Le sue giornate scorrono nonostante tutto serene, anche per la costante presenza di buoni amici e parenti, ma vengono sconvolte da una rapina brutale ed improvvisa, in cui resta coinvolto insieme alla moglie, alla sorella ed al cognato.
Oltre al denaro, vengono sottratti alla coppia anche i biglietti per l’Africa, che i figli avevano donato loro per il trentennale del matrimonio; Michel si mette subito e con decisione alla ricerca dei colpevoli, e per un caso fortuito ne scopre uno, anch’egli operaio della sua azienda, molto giovane, e licenziato insieme a lui.
Lo denuncia, ma i sensi di colpa si affacciano prontamente: lo va a trovare in carcere, ma ottiene dal ragazzo solamente sarcasmo e riprovazione, per la qual cosa lo colpisce con uno schiaffo.
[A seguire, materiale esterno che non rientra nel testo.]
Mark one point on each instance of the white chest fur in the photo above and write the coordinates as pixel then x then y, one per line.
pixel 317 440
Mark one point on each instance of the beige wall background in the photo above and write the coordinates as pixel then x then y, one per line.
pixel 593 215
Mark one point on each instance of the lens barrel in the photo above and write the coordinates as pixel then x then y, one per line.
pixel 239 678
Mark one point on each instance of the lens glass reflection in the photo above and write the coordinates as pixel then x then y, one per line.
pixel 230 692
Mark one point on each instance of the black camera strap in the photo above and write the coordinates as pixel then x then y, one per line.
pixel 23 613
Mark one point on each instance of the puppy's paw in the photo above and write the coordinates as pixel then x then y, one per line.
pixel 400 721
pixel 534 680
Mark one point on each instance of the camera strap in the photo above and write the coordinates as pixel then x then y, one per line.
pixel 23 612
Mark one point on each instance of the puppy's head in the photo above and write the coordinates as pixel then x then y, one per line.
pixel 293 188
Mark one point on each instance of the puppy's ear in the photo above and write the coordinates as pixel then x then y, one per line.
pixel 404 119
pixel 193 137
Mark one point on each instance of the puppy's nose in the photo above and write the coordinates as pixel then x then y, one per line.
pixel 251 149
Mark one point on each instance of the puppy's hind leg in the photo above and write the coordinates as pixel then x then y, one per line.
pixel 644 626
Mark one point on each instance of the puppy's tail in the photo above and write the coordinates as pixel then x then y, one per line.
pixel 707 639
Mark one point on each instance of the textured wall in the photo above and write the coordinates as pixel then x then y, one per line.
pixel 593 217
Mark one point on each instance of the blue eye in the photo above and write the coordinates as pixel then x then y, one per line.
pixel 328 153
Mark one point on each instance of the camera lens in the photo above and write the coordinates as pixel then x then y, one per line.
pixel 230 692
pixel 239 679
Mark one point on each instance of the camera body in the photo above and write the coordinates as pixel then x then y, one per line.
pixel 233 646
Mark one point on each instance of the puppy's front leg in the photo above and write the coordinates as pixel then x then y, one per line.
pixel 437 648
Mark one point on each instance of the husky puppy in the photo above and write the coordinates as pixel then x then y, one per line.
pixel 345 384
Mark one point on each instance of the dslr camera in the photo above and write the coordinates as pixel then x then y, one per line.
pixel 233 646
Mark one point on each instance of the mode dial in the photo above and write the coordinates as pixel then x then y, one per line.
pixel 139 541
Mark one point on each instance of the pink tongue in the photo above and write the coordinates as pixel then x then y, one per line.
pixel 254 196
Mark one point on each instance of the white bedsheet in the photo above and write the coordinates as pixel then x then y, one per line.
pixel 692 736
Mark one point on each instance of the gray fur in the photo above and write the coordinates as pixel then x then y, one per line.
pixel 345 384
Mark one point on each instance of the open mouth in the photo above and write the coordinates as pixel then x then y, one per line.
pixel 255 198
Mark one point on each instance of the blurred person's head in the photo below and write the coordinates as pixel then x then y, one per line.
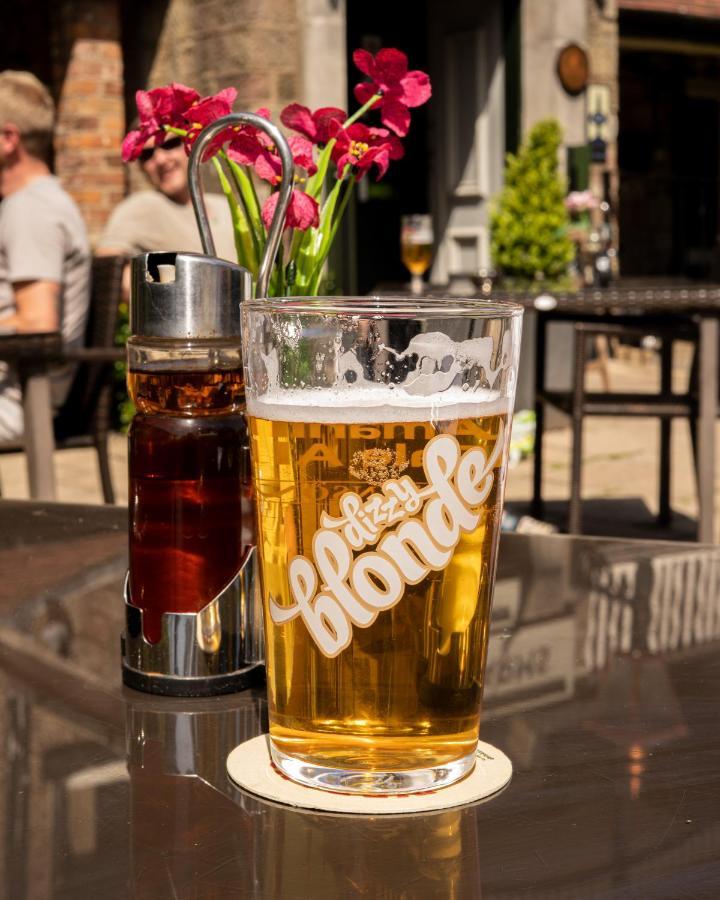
pixel 27 114
pixel 165 167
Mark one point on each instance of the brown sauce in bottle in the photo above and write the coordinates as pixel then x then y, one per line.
pixel 191 515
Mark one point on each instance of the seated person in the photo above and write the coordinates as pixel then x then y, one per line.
pixel 44 251
pixel 163 219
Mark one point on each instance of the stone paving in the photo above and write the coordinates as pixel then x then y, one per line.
pixel 620 454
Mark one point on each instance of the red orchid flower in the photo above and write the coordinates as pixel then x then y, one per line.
pixel 157 108
pixel 362 147
pixel 400 89
pixel 303 211
pixel 251 147
pixel 203 113
pixel 316 126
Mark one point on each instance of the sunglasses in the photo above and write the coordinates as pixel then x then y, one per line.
pixel 172 144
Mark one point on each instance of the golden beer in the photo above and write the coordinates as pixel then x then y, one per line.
pixel 398 593
pixel 416 257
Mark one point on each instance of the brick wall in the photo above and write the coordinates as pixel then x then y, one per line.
pixel 705 8
pixel 87 76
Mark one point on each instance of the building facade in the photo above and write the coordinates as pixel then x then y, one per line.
pixel 649 100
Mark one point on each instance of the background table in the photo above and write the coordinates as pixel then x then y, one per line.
pixel 603 685
pixel 679 303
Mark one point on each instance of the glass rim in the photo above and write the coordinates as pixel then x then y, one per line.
pixel 387 307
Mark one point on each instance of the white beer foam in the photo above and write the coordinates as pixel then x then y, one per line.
pixel 372 405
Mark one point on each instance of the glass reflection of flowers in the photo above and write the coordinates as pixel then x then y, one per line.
pixel 327 145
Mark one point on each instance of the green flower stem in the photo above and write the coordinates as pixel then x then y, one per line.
pixel 313 242
pixel 315 183
pixel 246 189
pixel 330 238
pixel 243 239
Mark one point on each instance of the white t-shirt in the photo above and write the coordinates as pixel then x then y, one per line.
pixel 148 220
pixel 43 238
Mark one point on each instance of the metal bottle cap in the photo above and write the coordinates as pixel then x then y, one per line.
pixel 186 296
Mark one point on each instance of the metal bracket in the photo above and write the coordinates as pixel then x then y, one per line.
pixel 288 172
pixel 216 650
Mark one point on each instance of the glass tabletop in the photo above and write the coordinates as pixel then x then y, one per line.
pixel 602 687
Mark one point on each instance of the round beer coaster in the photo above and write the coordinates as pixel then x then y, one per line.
pixel 250 768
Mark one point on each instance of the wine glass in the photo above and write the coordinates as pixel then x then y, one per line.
pixel 416 243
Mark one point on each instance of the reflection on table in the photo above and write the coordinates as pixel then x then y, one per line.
pixel 602 687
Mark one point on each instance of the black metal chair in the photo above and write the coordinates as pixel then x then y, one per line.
pixel 578 403
pixel 85 418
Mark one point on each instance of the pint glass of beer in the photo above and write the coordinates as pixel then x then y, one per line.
pixel 379 433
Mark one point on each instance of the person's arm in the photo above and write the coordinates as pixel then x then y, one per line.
pixel 37 307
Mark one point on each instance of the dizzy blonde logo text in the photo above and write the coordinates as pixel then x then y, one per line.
pixel 415 530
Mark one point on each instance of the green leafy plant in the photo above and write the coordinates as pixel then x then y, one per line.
pixel 529 222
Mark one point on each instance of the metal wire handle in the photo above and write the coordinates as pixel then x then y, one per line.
pixel 286 183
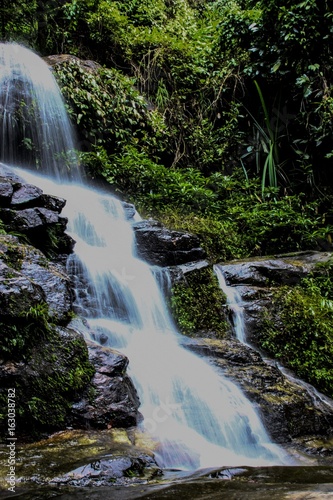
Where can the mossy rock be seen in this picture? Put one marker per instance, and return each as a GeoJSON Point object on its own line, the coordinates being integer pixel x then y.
{"type": "Point", "coordinates": [47, 379]}
{"type": "Point", "coordinates": [197, 304]}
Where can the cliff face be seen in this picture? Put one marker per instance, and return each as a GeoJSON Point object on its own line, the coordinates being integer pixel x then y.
{"type": "Point", "coordinates": [43, 356]}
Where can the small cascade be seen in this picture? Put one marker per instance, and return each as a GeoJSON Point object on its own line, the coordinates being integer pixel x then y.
{"type": "Point", "coordinates": [35, 130]}
{"type": "Point", "coordinates": [235, 304]}
{"type": "Point", "coordinates": [197, 417]}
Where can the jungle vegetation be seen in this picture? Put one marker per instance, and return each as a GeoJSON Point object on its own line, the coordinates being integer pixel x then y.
{"type": "Point", "coordinates": [213, 116]}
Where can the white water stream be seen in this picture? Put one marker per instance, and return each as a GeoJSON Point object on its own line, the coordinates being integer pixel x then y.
{"type": "Point", "coordinates": [198, 417]}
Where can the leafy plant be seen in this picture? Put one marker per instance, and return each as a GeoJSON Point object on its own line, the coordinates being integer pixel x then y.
{"type": "Point", "coordinates": [298, 332]}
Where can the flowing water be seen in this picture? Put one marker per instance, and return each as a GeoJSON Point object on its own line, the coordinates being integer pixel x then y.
{"type": "Point", "coordinates": [198, 417]}
{"type": "Point", "coordinates": [235, 304]}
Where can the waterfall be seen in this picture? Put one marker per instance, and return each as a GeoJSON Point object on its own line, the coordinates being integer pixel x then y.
{"type": "Point", "coordinates": [197, 417]}
{"type": "Point", "coordinates": [235, 304]}
{"type": "Point", "coordinates": [35, 130]}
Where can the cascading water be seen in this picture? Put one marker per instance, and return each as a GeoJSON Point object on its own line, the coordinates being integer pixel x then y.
{"type": "Point", "coordinates": [235, 304]}
{"type": "Point", "coordinates": [34, 127]}
{"type": "Point", "coordinates": [197, 417]}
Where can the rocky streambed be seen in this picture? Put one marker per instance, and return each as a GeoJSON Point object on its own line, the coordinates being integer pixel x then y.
{"type": "Point", "coordinates": [78, 409]}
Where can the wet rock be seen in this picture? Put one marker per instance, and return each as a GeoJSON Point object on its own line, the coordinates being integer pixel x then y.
{"type": "Point", "coordinates": [17, 293]}
{"type": "Point", "coordinates": [52, 202]}
{"type": "Point", "coordinates": [288, 410]}
{"type": "Point", "coordinates": [107, 360]}
{"type": "Point", "coordinates": [6, 192]}
{"type": "Point", "coordinates": [264, 272]}
{"type": "Point", "coordinates": [25, 196]}
{"type": "Point", "coordinates": [112, 400]}
{"type": "Point", "coordinates": [36, 273]}
{"type": "Point", "coordinates": [130, 211]}
{"type": "Point", "coordinates": [114, 469]}
{"type": "Point", "coordinates": [164, 247]}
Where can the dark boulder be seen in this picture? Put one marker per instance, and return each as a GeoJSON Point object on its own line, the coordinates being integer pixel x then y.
{"type": "Point", "coordinates": [17, 293]}
{"type": "Point", "coordinates": [288, 410]}
{"type": "Point", "coordinates": [28, 278]}
{"type": "Point", "coordinates": [164, 247]}
{"type": "Point", "coordinates": [112, 400]}
{"type": "Point", "coordinates": [25, 196]}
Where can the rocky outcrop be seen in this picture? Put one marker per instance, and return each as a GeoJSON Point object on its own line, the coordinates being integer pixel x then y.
{"type": "Point", "coordinates": [164, 247]}
{"type": "Point", "coordinates": [29, 279]}
{"type": "Point", "coordinates": [25, 209]}
{"type": "Point", "coordinates": [255, 280]}
{"type": "Point", "coordinates": [288, 410]}
{"type": "Point", "coordinates": [111, 400]}
{"type": "Point", "coordinates": [57, 380]}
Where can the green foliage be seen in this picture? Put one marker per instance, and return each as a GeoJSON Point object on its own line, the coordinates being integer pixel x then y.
{"type": "Point", "coordinates": [220, 238]}
{"type": "Point", "coordinates": [298, 332]}
{"type": "Point", "coordinates": [109, 111]}
{"type": "Point", "coordinates": [197, 304]}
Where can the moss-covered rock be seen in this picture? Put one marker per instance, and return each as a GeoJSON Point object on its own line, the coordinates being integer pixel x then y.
{"type": "Point", "coordinates": [197, 303]}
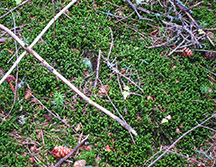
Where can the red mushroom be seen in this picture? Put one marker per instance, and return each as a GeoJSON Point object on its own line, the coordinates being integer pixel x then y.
{"type": "Point", "coordinates": [9, 79]}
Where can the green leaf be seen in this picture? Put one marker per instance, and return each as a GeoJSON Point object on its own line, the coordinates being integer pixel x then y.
{"type": "Point", "coordinates": [18, 1]}
{"type": "Point", "coordinates": [125, 94]}
{"type": "Point", "coordinates": [164, 120]}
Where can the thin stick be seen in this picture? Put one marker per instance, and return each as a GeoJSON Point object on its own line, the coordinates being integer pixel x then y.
{"type": "Point", "coordinates": [97, 69]}
{"type": "Point", "coordinates": [70, 153]}
{"type": "Point", "coordinates": [167, 150]}
{"type": "Point", "coordinates": [111, 45]}
{"type": "Point", "coordinates": [13, 9]}
{"type": "Point", "coordinates": [37, 39]}
{"type": "Point", "coordinates": [17, 72]}
{"type": "Point", "coordinates": [197, 25]}
{"type": "Point", "coordinates": [51, 69]}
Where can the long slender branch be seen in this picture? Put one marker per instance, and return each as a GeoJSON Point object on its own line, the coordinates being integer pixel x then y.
{"type": "Point", "coordinates": [13, 9]}
{"type": "Point", "coordinates": [37, 39]}
{"type": "Point", "coordinates": [51, 69]}
{"type": "Point", "coordinates": [167, 150]}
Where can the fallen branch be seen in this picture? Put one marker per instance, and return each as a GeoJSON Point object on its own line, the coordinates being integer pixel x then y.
{"type": "Point", "coordinates": [37, 39]}
{"type": "Point", "coordinates": [70, 153]}
{"type": "Point", "coordinates": [51, 69]}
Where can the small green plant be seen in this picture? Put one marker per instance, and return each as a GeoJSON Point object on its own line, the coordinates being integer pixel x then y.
{"type": "Point", "coordinates": [58, 100]}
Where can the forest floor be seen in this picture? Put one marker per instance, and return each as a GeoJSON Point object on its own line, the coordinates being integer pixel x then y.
{"type": "Point", "coordinates": [139, 88]}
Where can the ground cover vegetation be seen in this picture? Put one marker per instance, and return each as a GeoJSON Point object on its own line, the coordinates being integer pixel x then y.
{"type": "Point", "coordinates": [144, 75]}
Sopraffatto ancora di più dal rimorso e consapevole della drammatica situazione familiare di lui, fratello maggiore di altri due ragazzini, abbandonati dai genitori, di cui da anni si occupa, non rimane insensibile, e comincia a prendersene cura, scoprendo che la moglie lo faceva già da tempo silenziosamente.
Un realistico dramma sociale, che ha però il grande merito di non scadere nella pesantezza e nella retorica, dipingendo con un sorriso e con l’ironia le vicissitudini dei ceti emarginati dalla crisi, descrivendo, nel contempo, le grandi capacità di ascolto e di accoglienza di cui la famiglia di Michel si rende protagonista. Il tono è leggero e piacevole, ed è eccellente la descrizione dei caratteri, la grande generosità del protagonista, la saggezza della moglie, figura di donna solare e positiva. Le loro vite sono espressione di quella indelebile solidarietà acquisita nelle lunghe lotte per i diritti sociali che negli anni settanta segnarono nel mondo del lavoro la Francia e l’Europa intera.
Il cinema di Guediguian ha il segno dell’etica, della solidarietà umana, dell’accoglienza nei confronti dei diversi: può sembrare un pò consolatorio, ma nel descrivere la vita dei proletari di Marsiglia, sa mirabilmente unire realismo e romanticismo, rendendo omaggio al bel poema di Victor Hugò che dà il titolo al film.
Egli è certamente un cineasta militante, e non dissimula affatto l’empatia con i personaggi delle sue storie, che appaiono spesso idealizzati, ma ha la capacità di descrivere minuziosamente il quotidiano, di saper cogliere comunque, con ironia e piacevolezza, il lato bello delle piccole cose.
La sua poetica tende a sottilineare che, al di là dei drammatici avvenimenti che travolgonno ormai costantemente la vita dei più deboli, rimane sempre una piccola luce, che nessuno potrà mai spegnere: la dignità.